MULTI-ELEMENT ELECTRIC GENERATING CHANNEL

The name of the inventor: Nikolaev Yu.V . ; Lapochkin N.V.
The name of the patent holder: Branch Scientific and Technical Center "Sources of Current" of the Research Institute of the Scientific and Production Association "Luch"
Address for correspondence:
Date of commencement of the patent: 1993.12.30

Purpose: The invention relates to the field of direct conversion of thermal energy into electrical energy, and more specifically, to the construction of an electro-generating channel (EGC) of a thermoemission reactor-converter. SUMMARY OF THE INVENTION: EGC comprises series-connected electrogenerating elements with internal fuel arrangement enclosed in a hermetic enclosure, commutation adapters connecting emitters with collectors of neighboring electrogenerating elements, channels connecting the cavities of the interelectrode gap and the fuel element are made inside the commutation adapters, and between the adjacent manifolds, Node (MKU), one of whose cuffs is connected to the collector, and the other - to the switching adapter, in the latter an additional channel connecting the channels in the collectors is made. The ECG comprises electrical insulation on the inner and outer surfaces of the hermetic shell, end neutron reflectors and located at least at one end of the MKU electrogenerating channel, the MKU insulator located at the end of the power generating channel and the end reflector interfaced with each other so that Their mating surfaces are located inside the end reflector and are tightly connected to each other, and coaxially located openings form a passage for cesium vapor. This design allows you to increase reliability and performance without increasing its overall dimensions.

DESCRIPTION OF THE INVENTION

The invention relates to the field of direct conversion of thermal energy into electrical energy, and more particularly to the design of an electrogenerating channel (EGC) of a thermionic reactor-converter.
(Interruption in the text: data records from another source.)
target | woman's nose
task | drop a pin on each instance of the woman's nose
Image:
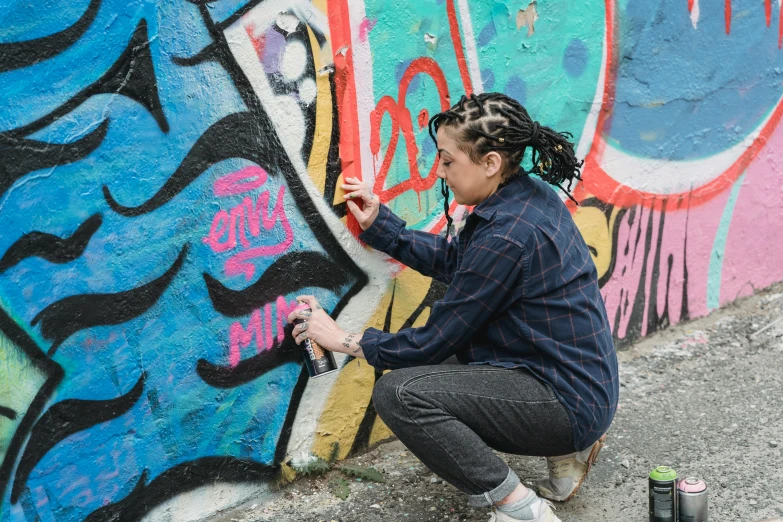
(440, 172)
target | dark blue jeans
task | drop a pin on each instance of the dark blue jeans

The design of the EGC is characterized by: geometric configuration, the use of various materials as a cathode or anode, the use of structural components, the values ​​of interelectrode gaps, the presence or absence of emitter insulation, the operation of collector insulation in vapors or outside cesium vapors, . The design schemes of the EGC, as well as the corresponding choice of materials for its fabrication, are largely determined by the type of reactor in which they will be used. Accordingly, the present invention contemplates a multi-element EGC with cylindrical emitters and with an internal arrangement of nuclear fuel, the power generating elements are connected to successive circuits.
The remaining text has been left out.